No I guess are locked for the payment you received and payment you make. You have to pay the difference.

edit: i hope mwvt9 has no prob with me posting this… it was my question and he answered. Re: Short a Floating Rate Bond? Posted by: mwvt9 (IP Logged) [hide posts from this user] Date: May 27, 2008 08:56AM barthezz Wrote: ------------------------------------------------------- > assume i have issued floating and want to limit my > interest cost with an interest rate collar. > > i am short floating rate bond. If you are short the floating rate bond then you lose if rates go up becaues you are paying the coupon. > > interest rate collar consists of: > short floor and long cap. > > so if rate increase the cap provides a hedge… > sets a maximum. > > if rates decrease (CFA, book 6, page 309): the > sale of the floor sets a minimum. What? the floor > is in the money if the reference rate is below the > floor rate. if i’m short i have to pay the long > the difference. > > the problem is why not long floor and short floor? We aren’t talking about a collar here just a floor. The floor is valuable to the long when interest rates drop, but that wouldn’t hedge our short bond because when rates drop we win. If we are short the floor then we get a premium and if intrest rates rise we will pocket the premium but that is all.

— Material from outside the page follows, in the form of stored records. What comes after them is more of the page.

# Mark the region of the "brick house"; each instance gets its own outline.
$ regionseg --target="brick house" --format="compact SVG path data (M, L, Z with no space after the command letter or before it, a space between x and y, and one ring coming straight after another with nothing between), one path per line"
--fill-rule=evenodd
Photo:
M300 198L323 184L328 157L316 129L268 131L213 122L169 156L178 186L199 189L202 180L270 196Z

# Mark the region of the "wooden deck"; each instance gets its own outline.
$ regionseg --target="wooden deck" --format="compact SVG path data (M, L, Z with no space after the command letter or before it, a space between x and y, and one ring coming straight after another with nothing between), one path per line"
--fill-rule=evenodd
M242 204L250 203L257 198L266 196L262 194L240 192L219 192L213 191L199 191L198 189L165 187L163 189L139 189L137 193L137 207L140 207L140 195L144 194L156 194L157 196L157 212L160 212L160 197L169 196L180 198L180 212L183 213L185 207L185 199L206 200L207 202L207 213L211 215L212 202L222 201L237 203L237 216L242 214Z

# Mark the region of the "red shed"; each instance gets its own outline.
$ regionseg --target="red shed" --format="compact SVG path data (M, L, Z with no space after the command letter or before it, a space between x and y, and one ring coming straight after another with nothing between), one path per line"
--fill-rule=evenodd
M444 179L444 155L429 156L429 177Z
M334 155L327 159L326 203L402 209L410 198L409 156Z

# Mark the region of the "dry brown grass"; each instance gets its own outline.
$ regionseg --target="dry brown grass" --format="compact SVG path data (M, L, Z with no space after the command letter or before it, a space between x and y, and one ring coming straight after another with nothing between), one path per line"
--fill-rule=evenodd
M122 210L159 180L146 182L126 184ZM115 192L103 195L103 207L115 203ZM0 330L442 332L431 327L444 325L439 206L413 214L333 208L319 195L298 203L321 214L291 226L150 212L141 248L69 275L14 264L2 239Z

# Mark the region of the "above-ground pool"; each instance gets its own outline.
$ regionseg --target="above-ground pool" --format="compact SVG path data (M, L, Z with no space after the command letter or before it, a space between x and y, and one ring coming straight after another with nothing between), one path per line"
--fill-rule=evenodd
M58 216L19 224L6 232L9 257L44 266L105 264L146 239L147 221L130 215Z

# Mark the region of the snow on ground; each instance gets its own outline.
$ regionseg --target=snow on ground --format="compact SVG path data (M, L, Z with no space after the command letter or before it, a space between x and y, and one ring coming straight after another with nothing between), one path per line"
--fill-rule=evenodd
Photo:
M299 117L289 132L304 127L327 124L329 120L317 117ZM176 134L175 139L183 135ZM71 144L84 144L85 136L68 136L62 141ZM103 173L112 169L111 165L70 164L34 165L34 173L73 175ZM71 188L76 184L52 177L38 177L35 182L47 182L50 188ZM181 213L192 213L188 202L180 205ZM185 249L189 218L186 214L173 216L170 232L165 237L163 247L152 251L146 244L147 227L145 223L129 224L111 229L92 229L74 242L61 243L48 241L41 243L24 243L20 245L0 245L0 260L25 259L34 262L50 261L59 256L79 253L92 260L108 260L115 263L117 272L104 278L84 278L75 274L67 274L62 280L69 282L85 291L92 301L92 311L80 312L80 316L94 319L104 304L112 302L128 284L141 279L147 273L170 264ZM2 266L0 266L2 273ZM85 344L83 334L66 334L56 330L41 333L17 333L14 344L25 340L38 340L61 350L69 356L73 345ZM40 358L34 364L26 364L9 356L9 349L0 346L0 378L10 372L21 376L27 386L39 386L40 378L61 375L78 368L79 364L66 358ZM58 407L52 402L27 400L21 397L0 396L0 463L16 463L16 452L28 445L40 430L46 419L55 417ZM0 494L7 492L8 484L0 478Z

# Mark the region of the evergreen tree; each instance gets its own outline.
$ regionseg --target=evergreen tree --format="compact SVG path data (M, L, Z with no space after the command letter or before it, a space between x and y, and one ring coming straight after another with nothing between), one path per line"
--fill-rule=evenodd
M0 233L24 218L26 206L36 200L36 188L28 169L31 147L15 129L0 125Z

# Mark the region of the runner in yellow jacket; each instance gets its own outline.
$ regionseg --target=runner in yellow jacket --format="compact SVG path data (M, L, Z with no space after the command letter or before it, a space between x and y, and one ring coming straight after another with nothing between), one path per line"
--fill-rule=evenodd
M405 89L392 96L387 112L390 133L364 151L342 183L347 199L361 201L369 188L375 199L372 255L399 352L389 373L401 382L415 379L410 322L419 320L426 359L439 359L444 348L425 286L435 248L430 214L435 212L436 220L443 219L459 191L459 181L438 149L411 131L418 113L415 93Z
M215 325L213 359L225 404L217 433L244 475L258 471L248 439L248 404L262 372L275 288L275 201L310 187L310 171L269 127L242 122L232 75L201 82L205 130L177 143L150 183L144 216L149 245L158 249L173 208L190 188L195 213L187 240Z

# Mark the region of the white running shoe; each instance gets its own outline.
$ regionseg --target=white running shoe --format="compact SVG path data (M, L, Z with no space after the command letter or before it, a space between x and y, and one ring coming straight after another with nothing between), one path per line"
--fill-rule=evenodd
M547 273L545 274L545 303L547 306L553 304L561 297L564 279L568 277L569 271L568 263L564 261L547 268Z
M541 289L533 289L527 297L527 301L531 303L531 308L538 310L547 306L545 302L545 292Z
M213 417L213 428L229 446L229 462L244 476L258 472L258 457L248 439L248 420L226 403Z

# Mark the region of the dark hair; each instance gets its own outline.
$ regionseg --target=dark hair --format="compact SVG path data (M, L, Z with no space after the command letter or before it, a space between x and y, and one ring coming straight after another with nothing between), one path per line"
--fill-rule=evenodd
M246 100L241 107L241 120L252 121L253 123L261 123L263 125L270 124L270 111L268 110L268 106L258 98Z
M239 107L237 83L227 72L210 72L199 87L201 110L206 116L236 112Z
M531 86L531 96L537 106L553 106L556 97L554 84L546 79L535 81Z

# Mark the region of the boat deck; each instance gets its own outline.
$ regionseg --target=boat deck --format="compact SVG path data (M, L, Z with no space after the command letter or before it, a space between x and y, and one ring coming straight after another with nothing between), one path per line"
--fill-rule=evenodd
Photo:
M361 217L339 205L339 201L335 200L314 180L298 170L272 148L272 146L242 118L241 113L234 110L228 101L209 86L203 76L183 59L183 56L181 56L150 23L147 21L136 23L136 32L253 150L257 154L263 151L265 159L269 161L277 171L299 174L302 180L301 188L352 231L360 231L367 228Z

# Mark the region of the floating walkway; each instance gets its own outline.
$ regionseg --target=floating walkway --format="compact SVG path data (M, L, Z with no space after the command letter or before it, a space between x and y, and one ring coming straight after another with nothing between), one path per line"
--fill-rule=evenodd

So a collar is basically long interest rates. You would gain the price you received from selling the floor if you shorted the floor (sell a put) plus the long cap value.

Collar could be long a cap and short a floor… or short a cap and long a floor… it depends what your goal in hedging is… If you have a LIBOR based liability (meaning you owe a floating rate), you would purchase a cap and sell a floor to keep your borrowing costs within a range…borrowing rate stays within a “collar”… If you have a LIBOR based asset (recieve floating), you would sell and cap and purchase a floor to keep your reciepts within a range…returns stay within a “collar”

Another good way to think about is in of a collar using stock options. If you sell an out of the money call, and buy an out of the money put, you have created a collar. You take the proceeds from the shorting the call, and buy a put for downside protection. In a sense, you are selling away your upside, to buy protection on the downside.

I remember it depends on what kinds of collar you have. You can lock in a rate if you are bond holder. Ex, buy 6% floor and sell 12 % cap. You can lock in your rate within 6 and 12. If you sold bond, you do reverse. I like Chadtap’s explanation.